Northern Ireland

Poll suggests some nationalist sympathy for dissidents

Fourteen per cent of nationalists sympathise with dissident republicans, new research claims.

The findings are contained in a survey on electoral change and prospects in Northern Ireland. It will be presented at a conference at Queen's University on Thursday.

Professor Jon Tonge from Liverpool University said researchers had been surprised by the figure.

Researchers spoke to 1,002 people across NI from a range of backgrounds.

The face-to-face interviews were carried out in the three weeks after the general election.

It was part of a wider study but included questions about attitudes to dissidents.

Respondents were asked whether they had sympathy for the reasons why republican groups, such as the Real IRA and Continuity IRA, continued to use violence.

8.2% (14% of those identifying themselves as nationalists) said yes.

Professor Tonge said a similar number of nationalists (8%), strongly liked or liked the 32 County Sovereignty movement or Republican Sinn Fein who he said "would be identified as the political associates, at least loosely, with those dissident armed organisations".

He also said it was important not exaggerate the strength of republican dissidents.
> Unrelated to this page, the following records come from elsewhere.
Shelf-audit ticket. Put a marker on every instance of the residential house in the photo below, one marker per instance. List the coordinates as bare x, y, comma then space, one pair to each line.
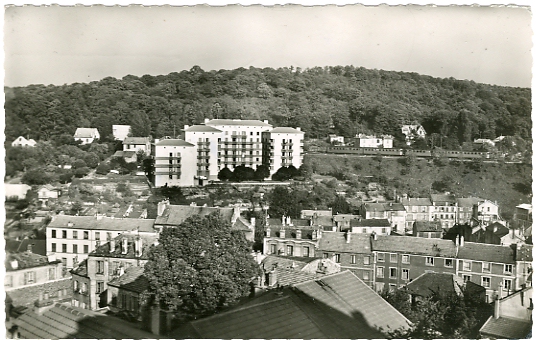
334, 306
400, 259
86, 135
107, 262
417, 209
120, 132
512, 317
351, 251
378, 226
23, 142
366, 141
429, 229
72, 238
137, 144
173, 163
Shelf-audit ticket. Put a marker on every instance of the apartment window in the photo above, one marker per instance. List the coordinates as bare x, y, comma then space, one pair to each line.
381, 257
100, 287
379, 272
100, 267
467, 266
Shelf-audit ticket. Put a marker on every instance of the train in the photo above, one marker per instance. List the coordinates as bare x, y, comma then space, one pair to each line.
452, 154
"86% of nationalists said they either had no sympathy or in a few cases refused to answer the question," he said.

"It's under 35-year-old males who identify either as Catholic or of no religion.

"The age thing is very striking and so is the gender.

"When one looks at the horrors of the conflict, in many ways they have very little memory of it even at the top end of that age range."

Professor Tonge said the research also highlighted the difference in perception of the scale of the threat between the two communities.

"They were offered three options, major, minor or no threat. A majority of Protestants , 53 percent described the dissidents as a major threat," he said.

"Whereas, only 17% of Catholics viewed dissidents as a major threat.

"I think that's actually quite a disturbing statistic in some ways, because it does emphasis quite strong communal differences. Three times as many Protestants viewing dissidents as a major threat.

"When what is needed is to build confidence between the two communities, it's statistics like that that can look fairly stark," he added.